# What is reasonable for this setup?



## ilam (Apr 28, 2011)

75 gal bow front AQUARIUM

I don't really have a clue but I do know 500 is a bit too high. Owner has said that the tank is 2 years old and in excellent condition.


----------



## gklaw (May 31, 2010)

It will cost $1,000 if you buy everything new. I think it is a reasonable asking price. Not a give away price for sure. However no one is required to give things away. $300 will be a give away.

The problem with CL these days are: (1) Too many people want give-aways; and (2) Too many people post at unreasonable prices.

If seller is in no hurry, there is no reason for giving it away. I operate pretty well the same way. Start with a reasonable price. If I want to get rid of something quick, I price at give away price or just give it away. Otherwise, wait for someone who can appreciate the item. If someone give me a reasonable offer politely - very good chance he/she will get it. Never post anything for FF because of all the interesting people FF attracts  O, it also irritates me when people bargain on the spot after they meet up (fair if there are damages not reported in ad).

In short, if you need the system, it will save you $500. You can give him "politely" a reasonable offer without insulting him or asking him to give it away. Never low-ball - not even politely.

When I see good tools I like but they are over-priced: "Would you kindly consider" just about work every time  It is a game of give-and-take. Remember a good deal for you is often a bad deal for someone else.

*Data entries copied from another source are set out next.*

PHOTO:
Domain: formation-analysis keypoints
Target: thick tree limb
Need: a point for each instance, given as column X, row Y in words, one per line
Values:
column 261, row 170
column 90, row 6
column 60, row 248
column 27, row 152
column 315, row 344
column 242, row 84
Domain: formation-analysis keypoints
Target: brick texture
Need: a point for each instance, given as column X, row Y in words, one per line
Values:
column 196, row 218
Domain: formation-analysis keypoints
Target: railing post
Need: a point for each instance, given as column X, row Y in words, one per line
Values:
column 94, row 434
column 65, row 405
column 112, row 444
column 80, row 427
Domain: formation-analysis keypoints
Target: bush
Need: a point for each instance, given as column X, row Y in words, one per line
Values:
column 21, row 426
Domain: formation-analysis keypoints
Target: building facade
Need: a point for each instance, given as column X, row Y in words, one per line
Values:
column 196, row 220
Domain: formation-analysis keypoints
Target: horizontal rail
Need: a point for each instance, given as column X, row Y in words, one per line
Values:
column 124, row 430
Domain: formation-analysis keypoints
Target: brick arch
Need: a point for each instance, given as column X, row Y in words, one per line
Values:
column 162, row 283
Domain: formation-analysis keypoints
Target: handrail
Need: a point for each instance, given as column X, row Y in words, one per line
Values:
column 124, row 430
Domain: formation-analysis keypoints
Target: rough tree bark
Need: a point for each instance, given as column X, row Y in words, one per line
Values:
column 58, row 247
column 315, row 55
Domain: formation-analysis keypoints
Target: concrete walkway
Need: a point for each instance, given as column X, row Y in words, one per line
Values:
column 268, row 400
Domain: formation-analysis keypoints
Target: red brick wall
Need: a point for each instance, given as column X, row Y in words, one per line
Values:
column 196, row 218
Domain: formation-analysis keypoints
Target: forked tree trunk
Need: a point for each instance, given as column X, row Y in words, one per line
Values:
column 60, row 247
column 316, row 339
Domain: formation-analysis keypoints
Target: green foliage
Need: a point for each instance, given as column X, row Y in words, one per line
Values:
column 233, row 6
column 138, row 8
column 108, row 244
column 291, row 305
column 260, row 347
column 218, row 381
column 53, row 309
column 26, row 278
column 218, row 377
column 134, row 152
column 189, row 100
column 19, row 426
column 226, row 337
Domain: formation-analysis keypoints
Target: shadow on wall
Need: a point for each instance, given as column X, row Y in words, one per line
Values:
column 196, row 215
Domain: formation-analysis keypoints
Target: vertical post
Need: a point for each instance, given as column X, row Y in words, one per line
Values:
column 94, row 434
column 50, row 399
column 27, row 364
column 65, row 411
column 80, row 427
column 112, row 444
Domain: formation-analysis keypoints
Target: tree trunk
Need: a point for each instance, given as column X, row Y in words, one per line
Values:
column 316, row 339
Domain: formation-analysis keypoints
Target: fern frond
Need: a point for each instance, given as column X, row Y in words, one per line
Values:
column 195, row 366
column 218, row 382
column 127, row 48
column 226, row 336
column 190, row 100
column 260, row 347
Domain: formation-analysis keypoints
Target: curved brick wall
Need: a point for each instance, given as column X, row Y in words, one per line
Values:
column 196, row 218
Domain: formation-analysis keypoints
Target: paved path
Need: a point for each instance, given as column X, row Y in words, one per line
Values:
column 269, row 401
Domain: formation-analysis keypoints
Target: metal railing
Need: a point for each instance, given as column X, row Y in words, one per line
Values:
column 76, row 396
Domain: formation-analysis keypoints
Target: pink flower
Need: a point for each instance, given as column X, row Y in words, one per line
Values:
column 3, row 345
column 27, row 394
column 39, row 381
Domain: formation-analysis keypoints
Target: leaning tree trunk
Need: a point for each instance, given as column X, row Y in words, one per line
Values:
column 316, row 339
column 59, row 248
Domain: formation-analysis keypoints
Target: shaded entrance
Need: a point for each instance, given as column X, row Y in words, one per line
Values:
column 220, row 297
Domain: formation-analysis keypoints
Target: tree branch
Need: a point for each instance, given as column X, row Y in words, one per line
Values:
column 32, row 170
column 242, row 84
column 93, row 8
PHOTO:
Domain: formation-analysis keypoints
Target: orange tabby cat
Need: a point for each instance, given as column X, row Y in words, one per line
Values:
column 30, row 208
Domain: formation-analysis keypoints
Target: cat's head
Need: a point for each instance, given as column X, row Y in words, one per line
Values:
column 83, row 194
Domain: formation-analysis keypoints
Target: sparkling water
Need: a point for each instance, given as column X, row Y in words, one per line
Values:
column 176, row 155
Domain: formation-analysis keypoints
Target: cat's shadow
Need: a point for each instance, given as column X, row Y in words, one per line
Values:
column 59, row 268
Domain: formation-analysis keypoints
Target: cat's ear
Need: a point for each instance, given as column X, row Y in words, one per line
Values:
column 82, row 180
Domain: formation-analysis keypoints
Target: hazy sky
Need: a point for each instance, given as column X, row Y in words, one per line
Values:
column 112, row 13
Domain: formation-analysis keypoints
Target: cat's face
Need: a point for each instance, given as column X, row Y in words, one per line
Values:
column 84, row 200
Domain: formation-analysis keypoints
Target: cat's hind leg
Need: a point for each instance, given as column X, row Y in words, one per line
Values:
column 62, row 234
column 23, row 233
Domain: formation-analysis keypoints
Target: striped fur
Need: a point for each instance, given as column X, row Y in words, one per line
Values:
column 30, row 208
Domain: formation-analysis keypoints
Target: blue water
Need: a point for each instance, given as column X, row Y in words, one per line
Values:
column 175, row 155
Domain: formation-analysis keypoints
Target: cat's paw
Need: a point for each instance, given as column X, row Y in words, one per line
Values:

You can always wait for give-aways. When you encounter a give-away deal, take it thankfully  99% of the time I ask: "Are you sure?" 100% of the time the answer is "absolutely sure"  Make the seller feel good that you know it is a good deal.


----------



## Captured Moments (Apr 22, 2010)

$100 worth of plants in there? I don't think so.
Nothing other than the stand and the tank is worthwhile and that is what you should really be paying for and $500 is too much money imho.
I don't know. It's really hard to gauge from the pictures and to figure out the condition of the tank and stand.
Rough guess and in today's economy and market I would probably say $200-250 at the most, maybe a bit more if you like the extras.


----------



## gklaw (May 31, 2010)

Captured Moments said:


> $100 worth of plants in there? I don't think so.
> say $200-250 at the most


Agree on the plants part 

Figure the Fluval 305, AC500, heater goes for over $100 total on the forum


----------



## Captured Moments (Apr 22, 2010)

gklaw said:


> It will cost $1,000 if you buy everything new. I think it is a reasonable asking price. Not a give away price for sure. However no one is required to give things away. $300 will be a give away.
> 
> The problem with CL these days are: (1) Too many people want give-aways; and (2) Too many people post at unreasonable prices.
> 
> ...


I like your points you made. In my eyes only the tank and the stand matter given my particular interest and circumstances at this point hence maybe my low price. The extras do add up if you had to buy them but then again someone may not be interested in those.. hard to say.

Ilam,
Hopefully you will get more estimates from members by tomorrow. Late now.


----------



## monkE (Aug 4, 2010)

i just sold my 46 bowfront with stand for $250, so $500 for a 75 with all the extras sounds like a great price to me! Like gklaw said, don't compare it to what some other people have sold theirs for, compare it to what that setup would cost at the LFS.


----------



## SeaHorse_Fanatic (Apr 22, 2010)

Gordon makes some very good points. 

It also depends on what your time schedule is like (ie. in a rush = maybe pay a bit more) and what it is worth to you. Finding a particular setup or look of the stand for instance may make one system worth more to you or less to you. In this case, the silver stand is not all that common and if its a look you like, it may be worth a little premium compared to what you would pay for a plain-Jane black stand that most of these tanks come with.


----------